Haagen-Dazs have been successful over half of the hundred years. What are the sources for people successes is usually challenging online marketers of Haagen-Dazs itself and the competitors as well. Preparing great marketing strategies is actually the plan craved deeply into online marketers teams. Having an overview of the current market circumstance of ice cream market and Haagen-Dazs profile can provide some new observations for the future advancement the company. Along with that, market segmentation, goal, and positioning determined by Haagen-Dazs are worth dwelling deeply into. Prior to getting any more steps, considering carefully the external and internal elements that effect the functioning of Haagen-Dazs is necessary in coming up with remarkable tactics.

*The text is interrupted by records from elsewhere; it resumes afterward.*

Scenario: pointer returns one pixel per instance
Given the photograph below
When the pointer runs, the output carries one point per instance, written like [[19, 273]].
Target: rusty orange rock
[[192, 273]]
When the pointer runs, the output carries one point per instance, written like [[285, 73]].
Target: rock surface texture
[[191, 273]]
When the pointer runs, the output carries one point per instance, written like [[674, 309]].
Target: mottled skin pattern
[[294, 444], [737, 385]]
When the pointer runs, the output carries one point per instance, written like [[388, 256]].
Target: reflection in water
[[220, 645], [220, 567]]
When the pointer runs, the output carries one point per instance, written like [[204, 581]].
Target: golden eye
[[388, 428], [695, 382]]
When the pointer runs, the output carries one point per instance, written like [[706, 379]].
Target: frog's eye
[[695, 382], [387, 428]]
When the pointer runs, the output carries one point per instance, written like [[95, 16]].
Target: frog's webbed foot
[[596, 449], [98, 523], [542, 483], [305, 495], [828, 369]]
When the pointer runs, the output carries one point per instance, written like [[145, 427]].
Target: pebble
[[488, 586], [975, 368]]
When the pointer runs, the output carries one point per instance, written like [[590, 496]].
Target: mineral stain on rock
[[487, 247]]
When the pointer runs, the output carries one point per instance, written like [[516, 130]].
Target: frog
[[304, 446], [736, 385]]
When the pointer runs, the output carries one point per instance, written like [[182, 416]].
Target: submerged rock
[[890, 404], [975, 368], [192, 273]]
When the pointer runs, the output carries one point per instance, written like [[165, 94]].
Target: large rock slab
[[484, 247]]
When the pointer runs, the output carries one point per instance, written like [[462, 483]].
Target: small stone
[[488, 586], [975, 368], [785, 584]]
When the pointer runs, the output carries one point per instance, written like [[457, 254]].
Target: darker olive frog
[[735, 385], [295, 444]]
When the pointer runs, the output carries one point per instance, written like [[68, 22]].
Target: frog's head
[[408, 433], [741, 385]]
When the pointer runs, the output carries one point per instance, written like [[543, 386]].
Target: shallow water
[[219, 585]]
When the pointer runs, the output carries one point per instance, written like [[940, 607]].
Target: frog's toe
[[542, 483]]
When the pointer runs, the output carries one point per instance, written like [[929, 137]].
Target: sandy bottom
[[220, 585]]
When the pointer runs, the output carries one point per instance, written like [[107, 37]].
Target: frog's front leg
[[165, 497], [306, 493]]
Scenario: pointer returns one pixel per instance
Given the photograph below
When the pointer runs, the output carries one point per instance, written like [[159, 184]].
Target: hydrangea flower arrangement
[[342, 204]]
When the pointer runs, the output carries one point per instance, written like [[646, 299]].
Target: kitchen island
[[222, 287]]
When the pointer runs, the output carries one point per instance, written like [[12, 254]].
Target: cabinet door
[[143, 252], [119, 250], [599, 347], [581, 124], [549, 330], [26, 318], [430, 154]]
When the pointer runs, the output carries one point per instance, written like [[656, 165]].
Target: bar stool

Be successful or inability in creating values for customers in order to capture back values in return will depend mostly on the marketing combine that Haagen-Dazs employing into its strategies. Merchandise, price, place, and advertising strategies are helping Haagen-Dazs differentiating to competitors. Keeping the uniqueness of the business can be directly relating to the survival of Haagen-Dazs in a competitively strained marketplace. Thus, looking at its weak points and dangers to find out new ways of doing things is critical than ever before. Haagen-Dazs should target more segments, changing its advertising programs to adjust to with the new segments will never be redundant. It should also think of gaining control of those weaknesses threatening it is reputation and ethically consolidating its dedication to customers as a backside wall achievable launching.